If the PRNG is cryptographically strong, then, by definition, its output cannot be distinguished from random bytes. That's the thought experiment by which a PRNG is supposed to be tested: two black boxes are given to the attacker, one implementing the PRNG, the other producing really random bytes (that one contains a gnome who throws dice real quick). The attacker goals is to find which box contains the PRNG, with a better success rate than pure luck (i.e. 50%).
PRNG which are NOT cryptographically strong, such as Mersenne Twister, can be recognized as such by an attacker targeting them specifically. But not necessarily by a generic statistical analysis tool.
To take an analogy, there are PRNG which are strong against armies of cryptographers who know the complete source code of the PRNG, and have access to a thousand big computers. There also are PRNG which can be declared non-random by a woodchuck wielding an abacus. And there are PRNG which are in between: generic simple tools won't catch them, but it does not mean that they can't be caught, only that it takes some more effort.

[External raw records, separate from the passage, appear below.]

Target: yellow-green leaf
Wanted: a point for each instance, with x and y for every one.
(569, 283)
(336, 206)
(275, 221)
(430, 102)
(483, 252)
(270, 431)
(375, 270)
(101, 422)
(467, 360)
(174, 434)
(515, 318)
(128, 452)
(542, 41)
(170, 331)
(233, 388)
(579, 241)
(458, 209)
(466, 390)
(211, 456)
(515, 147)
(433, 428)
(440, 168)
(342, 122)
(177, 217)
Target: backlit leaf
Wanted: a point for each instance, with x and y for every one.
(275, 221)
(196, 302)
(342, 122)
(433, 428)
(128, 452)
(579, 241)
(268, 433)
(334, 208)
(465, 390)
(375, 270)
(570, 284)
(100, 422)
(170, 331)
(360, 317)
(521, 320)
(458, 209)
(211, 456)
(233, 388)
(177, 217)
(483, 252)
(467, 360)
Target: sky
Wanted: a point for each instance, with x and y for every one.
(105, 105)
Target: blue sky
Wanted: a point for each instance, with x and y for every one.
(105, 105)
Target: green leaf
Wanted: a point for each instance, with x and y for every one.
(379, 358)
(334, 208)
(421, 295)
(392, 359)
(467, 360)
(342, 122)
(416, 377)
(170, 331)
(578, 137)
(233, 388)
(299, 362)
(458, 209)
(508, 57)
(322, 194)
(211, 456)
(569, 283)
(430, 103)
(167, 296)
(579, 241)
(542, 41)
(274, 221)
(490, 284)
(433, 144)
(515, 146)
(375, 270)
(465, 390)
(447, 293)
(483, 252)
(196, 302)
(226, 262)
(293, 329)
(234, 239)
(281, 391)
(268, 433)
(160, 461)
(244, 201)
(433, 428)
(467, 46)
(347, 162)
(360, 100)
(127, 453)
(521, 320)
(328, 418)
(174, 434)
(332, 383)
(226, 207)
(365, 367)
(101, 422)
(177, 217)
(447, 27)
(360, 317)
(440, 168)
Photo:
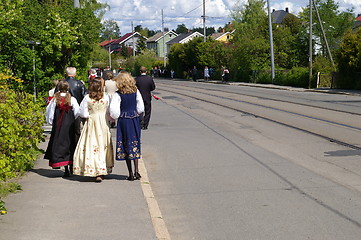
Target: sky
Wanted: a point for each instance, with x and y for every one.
(148, 13)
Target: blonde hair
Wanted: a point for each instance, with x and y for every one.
(63, 87)
(125, 83)
(96, 88)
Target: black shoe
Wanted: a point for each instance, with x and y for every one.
(137, 176)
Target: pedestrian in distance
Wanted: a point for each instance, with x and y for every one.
(145, 85)
(93, 155)
(61, 113)
(110, 89)
(78, 91)
(126, 106)
(206, 73)
(52, 91)
(225, 75)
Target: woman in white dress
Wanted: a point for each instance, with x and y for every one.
(93, 155)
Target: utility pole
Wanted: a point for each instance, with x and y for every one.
(271, 42)
(33, 43)
(204, 21)
(323, 34)
(133, 40)
(310, 47)
(164, 56)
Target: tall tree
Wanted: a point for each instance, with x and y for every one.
(251, 36)
(335, 23)
(181, 29)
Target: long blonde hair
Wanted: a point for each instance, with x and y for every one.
(96, 88)
(125, 83)
(63, 87)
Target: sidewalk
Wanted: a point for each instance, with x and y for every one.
(297, 89)
(53, 208)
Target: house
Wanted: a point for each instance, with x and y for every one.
(105, 44)
(128, 40)
(222, 37)
(183, 38)
(279, 15)
(157, 44)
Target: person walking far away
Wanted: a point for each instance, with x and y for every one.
(225, 75)
(61, 113)
(110, 89)
(126, 106)
(93, 155)
(145, 85)
(78, 91)
(52, 91)
(194, 73)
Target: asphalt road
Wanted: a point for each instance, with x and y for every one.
(215, 173)
(221, 174)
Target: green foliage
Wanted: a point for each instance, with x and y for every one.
(21, 120)
(110, 30)
(66, 35)
(335, 23)
(147, 59)
(251, 36)
(181, 29)
(296, 77)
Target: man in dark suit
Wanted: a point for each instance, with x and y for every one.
(77, 90)
(146, 85)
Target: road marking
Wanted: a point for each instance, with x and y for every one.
(159, 226)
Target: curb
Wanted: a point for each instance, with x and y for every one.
(160, 228)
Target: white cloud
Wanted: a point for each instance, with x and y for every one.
(148, 12)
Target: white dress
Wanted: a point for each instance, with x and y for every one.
(94, 152)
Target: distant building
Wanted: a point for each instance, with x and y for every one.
(128, 40)
(183, 38)
(156, 42)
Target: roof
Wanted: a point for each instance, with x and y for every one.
(106, 42)
(183, 36)
(155, 37)
(159, 35)
(216, 36)
(356, 24)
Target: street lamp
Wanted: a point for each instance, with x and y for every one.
(33, 43)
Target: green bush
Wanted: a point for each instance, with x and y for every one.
(21, 120)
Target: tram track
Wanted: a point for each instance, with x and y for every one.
(343, 133)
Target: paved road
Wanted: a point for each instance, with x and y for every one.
(218, 174)
(215, 174)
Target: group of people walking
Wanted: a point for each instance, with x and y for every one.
(89, 151)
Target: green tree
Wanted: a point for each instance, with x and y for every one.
(335, 23)
(251, 37)
(349, 61)
(110, 30)
(181, 29)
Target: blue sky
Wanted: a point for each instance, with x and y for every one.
(148, 12)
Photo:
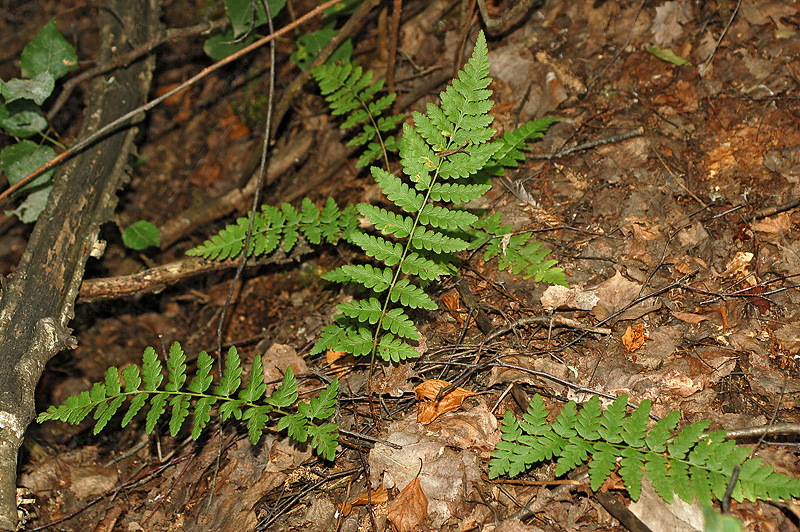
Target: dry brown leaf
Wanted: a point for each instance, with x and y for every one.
(429, 409)
(409, 509)
(339, 361)
(634, 337)
(378, 496)
(453, 304)
(689, 317)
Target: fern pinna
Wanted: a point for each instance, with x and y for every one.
(273, 225)
(251, 404)
(441, 156)
(350, 91)
(686, 463)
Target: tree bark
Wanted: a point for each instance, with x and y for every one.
(38, 300)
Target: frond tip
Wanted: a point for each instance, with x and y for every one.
(107, 397)
(686, 464)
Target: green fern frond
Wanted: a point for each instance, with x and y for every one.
(106, 398)
(684, 464)
(350, 91)
(273, 225)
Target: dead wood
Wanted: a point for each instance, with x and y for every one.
(37, 302)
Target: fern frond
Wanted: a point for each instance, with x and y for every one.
(105, 399)
(350, 91)
(274, 225)
(692, 466)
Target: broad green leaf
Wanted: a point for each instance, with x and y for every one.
(50, 52)
(141, 235)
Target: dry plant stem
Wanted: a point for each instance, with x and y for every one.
(591, 144)
(548, 321)
(353, 23)
(127, 58)
(620, 512)
(708, 61)
(396, 11)
(124, 119)
(501, 24)
(265, 523)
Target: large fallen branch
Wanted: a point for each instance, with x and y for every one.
(37, 302)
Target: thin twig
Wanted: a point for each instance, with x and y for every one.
(591, 144)
(121, 121)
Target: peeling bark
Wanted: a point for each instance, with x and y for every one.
(38, 300)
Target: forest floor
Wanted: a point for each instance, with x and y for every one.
(695, 221)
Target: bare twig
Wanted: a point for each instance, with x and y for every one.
(591, 144)
(124, 119)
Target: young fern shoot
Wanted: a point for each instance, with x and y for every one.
(441, 157)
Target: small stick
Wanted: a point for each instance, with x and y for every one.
(102, 132)
(591, 144)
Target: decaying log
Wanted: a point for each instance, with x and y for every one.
(38, 300)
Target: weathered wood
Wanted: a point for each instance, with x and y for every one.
(38, 300)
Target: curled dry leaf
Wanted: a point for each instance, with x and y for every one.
(634, 337)
(429, 409)
(409, 509)
(378, 496)
(339, 361)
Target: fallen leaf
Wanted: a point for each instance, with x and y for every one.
(453, 304)
(689, 317)
(409, 509)
(429, 409)
(378, 496)
(339, 361)
(634, 337)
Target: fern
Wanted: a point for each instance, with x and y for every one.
(350, 91)
(273, 226)
(249, 403)
(418, 237)
(683, 464)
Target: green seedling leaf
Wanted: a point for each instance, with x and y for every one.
(22, 118)
(36, 89)
(140, 235)
(666, 54)
(22, 158)
(246, 15)
(50, 52)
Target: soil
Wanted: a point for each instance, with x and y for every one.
(678, 228)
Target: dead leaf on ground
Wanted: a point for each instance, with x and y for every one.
(409, 509)
(339, 361)
(429, 409)
(378, 496)
(634, 337)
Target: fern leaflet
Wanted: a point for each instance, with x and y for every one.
(106, 398)
(693, 465)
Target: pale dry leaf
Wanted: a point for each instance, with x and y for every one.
(428, 408)
(409, 509)
(378, 496)
(634, 337)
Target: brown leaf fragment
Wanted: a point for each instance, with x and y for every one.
(429, 409)
(634, 337)
(378, 496)
(409, 509)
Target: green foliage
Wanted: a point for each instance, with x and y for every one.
(45, 59)
(246, 17)
(248, 403)
(273, 226)
(450, 143)
(140, 235)
(351, 92)
(686, 463)
(516, 252)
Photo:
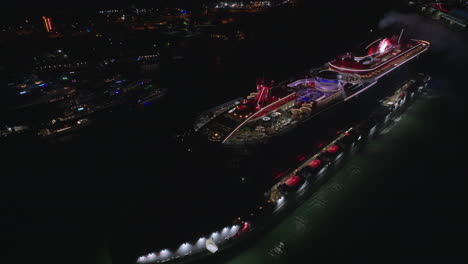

(Mathematically, it is not known whether cryptographically strong PRNG can really exist -- this is all the difference between an algorithm that cannot be broken, and an algorithm that we do not know how to break. A corollary is that we do not know whether there can exist an implementable analysis tool which would reliably recognize all non-strong PRNG. Right now, we have PRNG which are cryptographically weak, but statistically very good, so that analysis tools such as Burp's sequencer will find nothing non-random in them.)